Let’s dive deeper into each LendingClub owner type, starting with the table below.
Check out our latest analysis for LendingClub
What Does Institutional Ownership Tell Us About LendingClub?
Many institutions measure their performance against an index that approximates the local market. As a result, they tend to pay more attention to companies that are included in major indices.
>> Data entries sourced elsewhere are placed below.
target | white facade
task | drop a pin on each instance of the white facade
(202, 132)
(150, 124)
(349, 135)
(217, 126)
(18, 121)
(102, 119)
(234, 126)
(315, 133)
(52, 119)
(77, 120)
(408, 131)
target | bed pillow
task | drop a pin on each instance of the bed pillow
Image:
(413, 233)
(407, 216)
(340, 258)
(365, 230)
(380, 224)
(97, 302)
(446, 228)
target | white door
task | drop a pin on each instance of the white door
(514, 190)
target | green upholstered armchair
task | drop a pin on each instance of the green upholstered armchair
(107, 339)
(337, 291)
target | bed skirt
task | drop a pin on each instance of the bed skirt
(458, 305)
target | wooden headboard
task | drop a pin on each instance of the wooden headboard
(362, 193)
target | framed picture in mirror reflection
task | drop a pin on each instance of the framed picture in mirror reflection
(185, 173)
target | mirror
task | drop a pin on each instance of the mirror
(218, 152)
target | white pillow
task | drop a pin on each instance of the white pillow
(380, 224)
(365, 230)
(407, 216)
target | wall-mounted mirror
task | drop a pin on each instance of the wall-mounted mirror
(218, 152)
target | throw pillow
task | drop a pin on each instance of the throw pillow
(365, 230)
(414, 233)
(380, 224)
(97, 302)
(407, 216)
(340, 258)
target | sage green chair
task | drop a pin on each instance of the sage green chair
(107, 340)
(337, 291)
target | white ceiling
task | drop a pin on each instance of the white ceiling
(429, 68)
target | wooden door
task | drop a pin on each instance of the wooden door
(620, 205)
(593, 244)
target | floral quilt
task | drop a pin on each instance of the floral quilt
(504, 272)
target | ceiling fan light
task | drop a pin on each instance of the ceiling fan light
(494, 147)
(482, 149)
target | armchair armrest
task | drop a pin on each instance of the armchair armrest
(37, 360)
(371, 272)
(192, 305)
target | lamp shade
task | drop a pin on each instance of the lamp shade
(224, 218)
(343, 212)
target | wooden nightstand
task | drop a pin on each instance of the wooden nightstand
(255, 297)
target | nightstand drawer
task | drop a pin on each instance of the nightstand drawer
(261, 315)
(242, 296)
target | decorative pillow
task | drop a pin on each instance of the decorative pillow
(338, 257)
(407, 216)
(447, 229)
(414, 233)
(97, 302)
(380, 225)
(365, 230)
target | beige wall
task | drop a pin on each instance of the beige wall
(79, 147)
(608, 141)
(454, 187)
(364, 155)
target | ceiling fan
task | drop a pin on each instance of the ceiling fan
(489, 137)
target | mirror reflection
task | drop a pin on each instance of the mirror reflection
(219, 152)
LendingClub already has institutions on the share register. In fact, they own a respectable stake in the company. This suggests some credibility among professional investors. But we can’t rely on that alone, as institutions sometimes make bad investments, just like everyone else. If several institutes change their opinion on a stock at the same time, the share price could fall quickly. It is therefore worth checking out LendingClub’s winning history below. Of course, what really matters is the future.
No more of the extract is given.